Ah! E a Portaria nº 574/18 (complementada pela Portaria nº 2.695/19)? Não é descentralizante? Sim! Só que, além de não ser lei, ela delega o fazer, mas não o decidir… que é, justamente, o que caracteriza a autonomia.
Em síntese: a função de autoridade portuária está nominalmente alocada a cada porto do País mas, na prática, o decidir, e a quase totalidade das atribuições que caracterizam tal função, estão previstas e são exercidas por órgãos de Brasília. E, como essa disposição vale em princípio para todos os portos, seria impróprio interpretar-se o modelo brasileiro como tendo uma única autoridade portuária? Uma autoridade nacional/federal?

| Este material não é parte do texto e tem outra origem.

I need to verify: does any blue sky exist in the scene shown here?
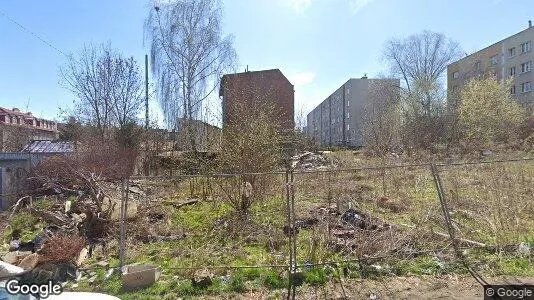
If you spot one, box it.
[0,0,534,124]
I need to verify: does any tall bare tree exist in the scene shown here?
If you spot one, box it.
[60,44,143,138]
[383,31,462,148]
[145,0,236,150]
[383,31,462,114]
[362,80,401,155]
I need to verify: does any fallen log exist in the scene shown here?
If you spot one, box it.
[138,234,185,243]
[399,223,486,247]
[8,196,31,221]
[30,207,70,226]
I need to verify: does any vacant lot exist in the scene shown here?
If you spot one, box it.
[2,151,534,299]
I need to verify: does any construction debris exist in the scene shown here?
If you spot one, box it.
[291,151,329,171]
[122,265,160,290]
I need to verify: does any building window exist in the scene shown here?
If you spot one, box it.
[521,61,530,73]
[521,41,530,53]
[508,47,515,57]
[521,81,530,93]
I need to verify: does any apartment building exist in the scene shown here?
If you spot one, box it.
[0,107,59,152]
[447,21,534,112]
[306,76,400,147]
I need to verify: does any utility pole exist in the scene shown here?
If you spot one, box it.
[145,54,150,176]
[145,54,148,129]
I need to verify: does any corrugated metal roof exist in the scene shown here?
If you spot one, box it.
[21,141,74,153]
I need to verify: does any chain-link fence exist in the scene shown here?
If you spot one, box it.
[120,160,534,298]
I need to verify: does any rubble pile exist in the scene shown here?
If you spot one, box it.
[0,174,145,290]
[291,151,336,171]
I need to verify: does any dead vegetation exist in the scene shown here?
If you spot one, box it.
[2,152,534,295]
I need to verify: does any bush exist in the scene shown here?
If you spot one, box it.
[262,270,288,289]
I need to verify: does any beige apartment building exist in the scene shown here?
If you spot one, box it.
[447,21,534,112]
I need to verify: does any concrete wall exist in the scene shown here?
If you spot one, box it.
[0,152,62,211]
[0,123,59,152]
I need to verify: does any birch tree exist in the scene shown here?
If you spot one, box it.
[145,0,236,151]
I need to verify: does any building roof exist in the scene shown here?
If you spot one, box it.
[21,141,74,153]
[0,107,57,132]
[447,26,534,67]
[219,69,293,96]
[0,107,33,117]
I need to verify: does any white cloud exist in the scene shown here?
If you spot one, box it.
[286,0,312,14]
[349,0,374,13]
[289,72,315,87]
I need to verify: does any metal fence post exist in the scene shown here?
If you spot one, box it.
[119,179,126,272]
[430,163,488,285]
[284,169,294,299]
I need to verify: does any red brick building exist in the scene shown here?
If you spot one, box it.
[219,69,295,132]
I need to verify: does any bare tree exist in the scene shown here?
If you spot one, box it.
[145,0,236,150]
[60,44,143,138]
[383,31,462,114]
[362,80,402,155]
[383,31,462,148]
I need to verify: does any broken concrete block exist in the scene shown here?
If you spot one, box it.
[122,265,160,290]
[2,251,32,265]
[95,260,109,267]
[0,261,24,277]
[191,269,213,288]
[19,253,41,270]
[75,248,89,267]
[102,199,137,221]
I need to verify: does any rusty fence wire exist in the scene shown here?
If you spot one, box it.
[116,159,534,298]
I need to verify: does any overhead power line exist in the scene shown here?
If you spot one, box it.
[0,9,69,57]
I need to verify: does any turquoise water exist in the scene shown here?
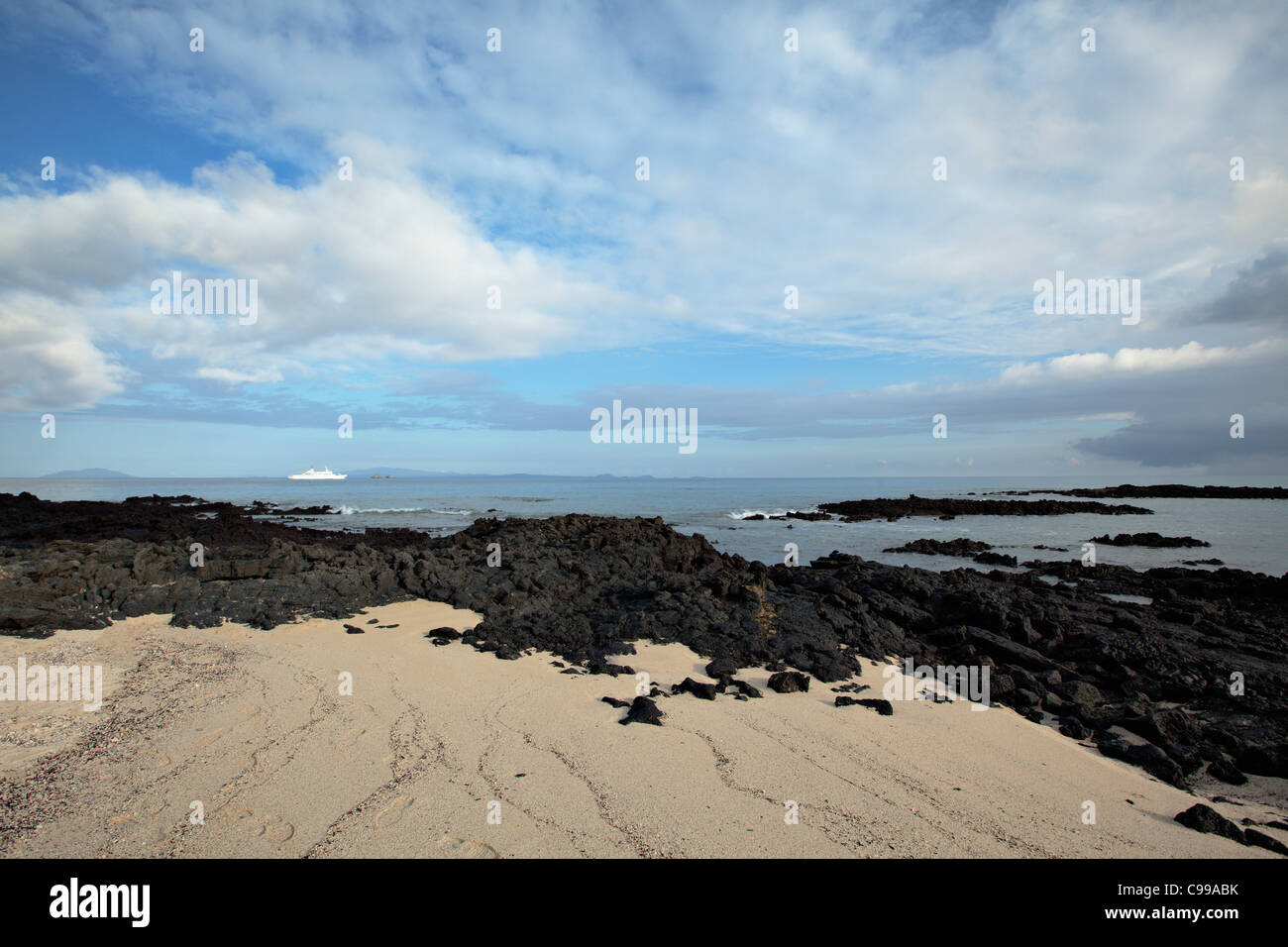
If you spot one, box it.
[0,476,1288,575]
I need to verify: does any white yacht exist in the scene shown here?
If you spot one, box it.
[286,467,348,480]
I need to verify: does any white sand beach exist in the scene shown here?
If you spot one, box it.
[0,601,1288,858]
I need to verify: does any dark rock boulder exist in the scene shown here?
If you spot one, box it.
[769,672,808,693]
[1173,802,1246,844]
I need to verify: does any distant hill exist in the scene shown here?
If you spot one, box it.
[40,467,138,480]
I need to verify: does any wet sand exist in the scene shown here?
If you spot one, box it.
[0,601,1288,858]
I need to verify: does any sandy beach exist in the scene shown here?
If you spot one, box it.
[0,601,1288,858]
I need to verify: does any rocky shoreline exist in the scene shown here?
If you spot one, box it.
[0,493,1288,808]
[818,494,1154,523]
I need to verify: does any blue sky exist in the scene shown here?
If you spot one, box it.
[0,0,1288,478]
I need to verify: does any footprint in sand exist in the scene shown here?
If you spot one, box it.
[197,727,232,746]
[438,835,501,858]
[335,727,366,750]
[376,796,416,828]
[250,815,295,845]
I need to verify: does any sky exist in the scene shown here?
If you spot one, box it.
[0,0,1288,481]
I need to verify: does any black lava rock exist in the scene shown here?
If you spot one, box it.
[617,697,664,727]
[769,672,808,693]
[1173,802,1246,844]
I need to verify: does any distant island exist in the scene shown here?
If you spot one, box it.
[40,467,138,480]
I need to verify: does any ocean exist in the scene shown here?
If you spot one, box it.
[0,476,1288,575]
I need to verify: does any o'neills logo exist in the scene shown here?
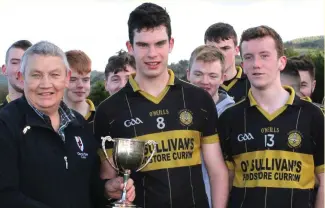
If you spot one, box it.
[288,130,302,148]
[178,109,193,126]
[74,136,84,152]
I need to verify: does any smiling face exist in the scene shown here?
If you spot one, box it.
[187,61,225,97]
[127,26,174,78]
[2,48,25,93]
[24,55,71,112]
[241,36,286,89]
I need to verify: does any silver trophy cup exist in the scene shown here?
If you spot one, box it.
[101,136,157,208]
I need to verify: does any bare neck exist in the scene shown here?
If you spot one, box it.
[64,98,90,116]
[212,91,219,103]
[134,70,170,97]
[225,65,238,81]
[251,84,290,114]
[8,85,23,101]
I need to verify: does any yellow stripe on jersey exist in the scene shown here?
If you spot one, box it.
[221,66,243,92]
[233,150,315,189]
[248,85,295,121]
[201,134,219,144]
[315,165,325,174]
[226,160,235,170]
[97,130,219,171]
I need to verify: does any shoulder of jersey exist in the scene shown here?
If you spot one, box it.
[300,98,324,114]
[222,97,248,114]
[96,88,125,112]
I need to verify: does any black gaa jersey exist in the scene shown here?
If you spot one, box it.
[94,70,219,208]
[218,87,324,208]
[220,66,250,102]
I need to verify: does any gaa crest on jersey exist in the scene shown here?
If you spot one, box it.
[74,136,84,152]
[178,109,193,126]
[288,130,302,148]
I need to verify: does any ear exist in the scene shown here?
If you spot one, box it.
[311,80,316,92]
[169,38,174,53]
[278,56,287,71]
[125,41,134,56]
[186,69,191,81]
[1,64,7,76]
[65,70,71,88]
[235,46,239,56]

No início da “Era-PPI” ouvia-se falar em “desestatizar (privatizar) a autoridade portuária”. Aos poucos o objeto foi transitando de autoridade para a administração; enquanto os representantes governamentais passaram progressivamente a frisar que a autoridade seguirá sendo pública: estão corretos! Sim: só que, como prevê a lei vigente, ela é exercida pelo poder público federal. E, ao contrário do modelo anterior (Lei nº 8.630/93), estruturado em instâncias e com processo decisório recursal, agora o é de forma centralizada e terminativa (salvo intervenções do TCU e MPF).
O desejável seria uma revisão do marco regulatório. Mas, mesmo sem alterá-lo, é possível caminhar em direção ao padrão internacional e a um arranjo mais fiel ao “pacto federativo” constitucional brasileiro: descentralizando atribuições e dando autonomia aos portos.
Se isso está sendo cogitado para privados (no processo/modelagem da desestatização), por que não por delegação (art. 2º, X; e art. 6º, § 5º) a autarquias ou empresas públicas locais (inclusive federais, como as Docas)? Tanto pode, que já foi feito para portos de RO e RS, e Paranaguá.